Chair and membership

The group will be chaired by the Deputy Director of Policy and Partnerships, Health Research Authority.

The membership of the group will be drawn from the following key stakeholders.

• UK Clinical Research Inclusion Group membership
• The Association of Medical Research Charities (AMRC)
• The Association of the British Pharmaceutical Industry (ABPI)
• Chief Scientist Office, Scottish Government
• Department of Health and Social Care
• Health and Care Research Wales
• Health Research Authority
• Health and Social Care Northern Ireland
• Medicines and Healthcare products Regulatory Agency
• National Institute of Health and Care Research
• NHS England
• UKRD Leaders
• UK Clinical Research Collaboration Clinical Trial Unit Network
• UK Commercial Research Delivery Centre (CRDC) Network

Secretariat

The Group is supported by a secretariat from the Health Research Authority. 

Alternates

Alternates are acceptable by prior agreement. The member being substituted is responsible for ensuring the alternate is appropriately briefed and able to make decisions on behalf of their organisation.

Quorum

A quorum shall be half of members with at least one representative present from one of the devolved nations.

Changes in membership/ new membership

Any proposals for new members of the Group must be submitted to the co-chairs and secretariat. The proposal must be approved by the co-chairs and agreed by the Group to ensure the proposed member is able to support the objectives of the Group. 

Ways of working

The Group will meet for two hours every two months initially, via video conference.

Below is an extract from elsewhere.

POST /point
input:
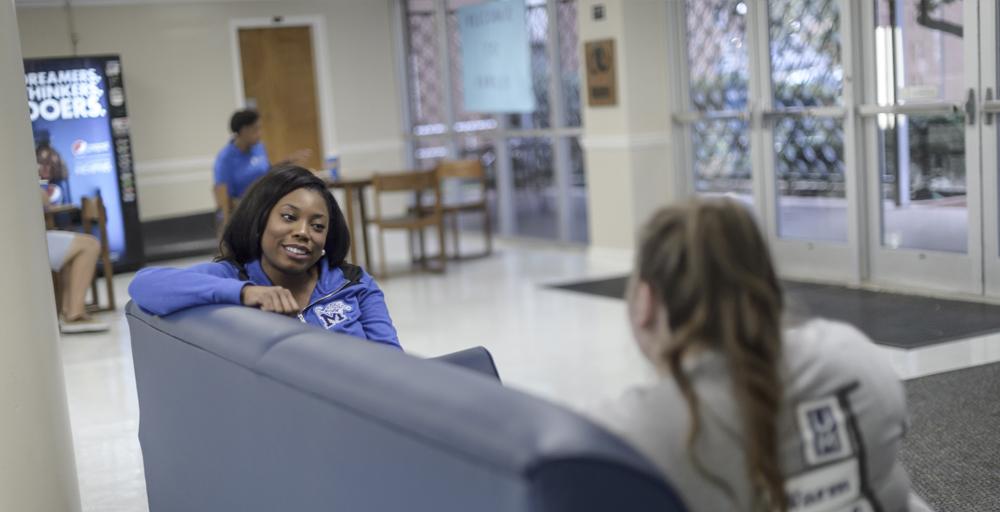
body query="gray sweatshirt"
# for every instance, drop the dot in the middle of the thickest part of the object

The agenda and supporting papers will be sent out at least five working days before each meeting. Meeting notes with decisions and actions will be shared with the chairs and then the group within two weeks following the meeting.

The Group will take a UK- and sector-wide view in all discussions and will review the process collaboratively across the partners.

The group will normally operate on a consensus basis and involve all members of the group, however where a consensus cannot be reached the chair may take a decision on the way forward to facilitate the ongoing operation of the group.

Updates to the Terms of Reference

Updates to the Terms of Reference must be agreed by the chair and circulated to the Group for agreement.